A ciência brasileira ganhou destaque internacional após a professora Sumbal Saba, do Instituto de Química da Universidade Federal de Goiás (UFG), conquistar o 3º lugar no prêmio “Ella Innova en Ciencia América Latina e Caribe 2026”. O reconhecimento foi concedido pelo projeto que investiga o uso do selênio em tratamentos sustentáveis para a Doença de Alzheimer.
Afiliada à Academia Brasileira de Ciências (ABC), a pesquisadora foi premiada pelo estudo “Selênio contra o Esquecimento: Inovação em Química Medicinal Verde para Combater a Doença de Alzheimer”. A pesquisa combina avanços da química medicinal com práticas de baixo impacto ambiental, conhecidas como química verde.

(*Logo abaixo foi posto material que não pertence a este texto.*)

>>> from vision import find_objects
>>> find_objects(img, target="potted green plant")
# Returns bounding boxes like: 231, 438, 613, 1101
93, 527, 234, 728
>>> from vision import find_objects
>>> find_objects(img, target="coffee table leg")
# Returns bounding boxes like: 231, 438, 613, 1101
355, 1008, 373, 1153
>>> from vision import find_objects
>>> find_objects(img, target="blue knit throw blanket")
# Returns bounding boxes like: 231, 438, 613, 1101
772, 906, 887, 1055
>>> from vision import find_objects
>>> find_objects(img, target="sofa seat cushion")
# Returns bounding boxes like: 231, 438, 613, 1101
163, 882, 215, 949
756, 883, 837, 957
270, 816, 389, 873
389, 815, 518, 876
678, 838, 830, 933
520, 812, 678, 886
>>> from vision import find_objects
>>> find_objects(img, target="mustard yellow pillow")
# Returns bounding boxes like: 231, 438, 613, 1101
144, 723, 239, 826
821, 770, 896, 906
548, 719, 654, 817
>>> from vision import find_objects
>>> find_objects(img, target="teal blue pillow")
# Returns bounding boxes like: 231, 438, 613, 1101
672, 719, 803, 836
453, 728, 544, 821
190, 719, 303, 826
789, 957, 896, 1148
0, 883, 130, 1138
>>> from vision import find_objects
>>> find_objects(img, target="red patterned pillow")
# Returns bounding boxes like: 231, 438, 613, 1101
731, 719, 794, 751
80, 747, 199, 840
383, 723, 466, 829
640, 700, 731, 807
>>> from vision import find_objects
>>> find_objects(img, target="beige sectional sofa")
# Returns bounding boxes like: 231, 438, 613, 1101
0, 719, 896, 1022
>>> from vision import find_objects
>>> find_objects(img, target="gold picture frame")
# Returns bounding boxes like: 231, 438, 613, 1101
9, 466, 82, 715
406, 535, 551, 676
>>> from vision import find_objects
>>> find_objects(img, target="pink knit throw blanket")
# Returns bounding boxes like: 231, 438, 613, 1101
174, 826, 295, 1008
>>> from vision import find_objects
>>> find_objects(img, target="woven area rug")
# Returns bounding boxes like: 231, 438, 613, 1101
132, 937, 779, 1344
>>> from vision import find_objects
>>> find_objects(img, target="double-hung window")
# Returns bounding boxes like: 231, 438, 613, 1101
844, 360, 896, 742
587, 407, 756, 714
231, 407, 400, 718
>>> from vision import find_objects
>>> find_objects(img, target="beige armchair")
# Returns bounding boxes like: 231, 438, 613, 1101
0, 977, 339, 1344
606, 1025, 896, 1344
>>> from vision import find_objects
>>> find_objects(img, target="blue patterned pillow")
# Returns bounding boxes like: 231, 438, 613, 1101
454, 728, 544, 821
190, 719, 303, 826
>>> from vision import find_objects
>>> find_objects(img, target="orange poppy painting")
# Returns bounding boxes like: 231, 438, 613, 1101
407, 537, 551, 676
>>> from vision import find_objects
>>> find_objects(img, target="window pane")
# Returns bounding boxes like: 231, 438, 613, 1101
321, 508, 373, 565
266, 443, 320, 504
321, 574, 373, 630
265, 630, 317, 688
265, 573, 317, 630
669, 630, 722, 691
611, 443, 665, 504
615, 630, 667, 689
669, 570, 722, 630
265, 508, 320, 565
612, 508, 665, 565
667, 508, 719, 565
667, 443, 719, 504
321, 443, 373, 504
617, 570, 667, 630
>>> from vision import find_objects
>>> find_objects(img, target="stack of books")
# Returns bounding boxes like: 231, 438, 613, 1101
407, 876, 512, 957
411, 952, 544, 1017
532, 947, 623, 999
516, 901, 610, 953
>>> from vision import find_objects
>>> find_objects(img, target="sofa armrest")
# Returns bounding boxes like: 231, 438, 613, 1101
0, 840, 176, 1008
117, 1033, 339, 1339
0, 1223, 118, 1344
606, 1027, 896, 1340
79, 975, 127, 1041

O projeto busca proteger as células cerebrais contra o estresse oxidativo e preservar neurotransmissores essenciais para a memória, abrindo perspectivas para novos tratamentos de doenças neurodegenerativas.
A edição de 2026 do prêmio destacou o protagonismo feminino na pesquisa científica e contou com duas brasileiras entre as três primeiras colocadas. O ranking final ficou definido da seguinte forma:
- 1º Lugar: Carla Eloísa Fernández Espinoza (Bolívia)
- 2º Lugar: Fernanda Maria Policarpo Tonelli (Brasil)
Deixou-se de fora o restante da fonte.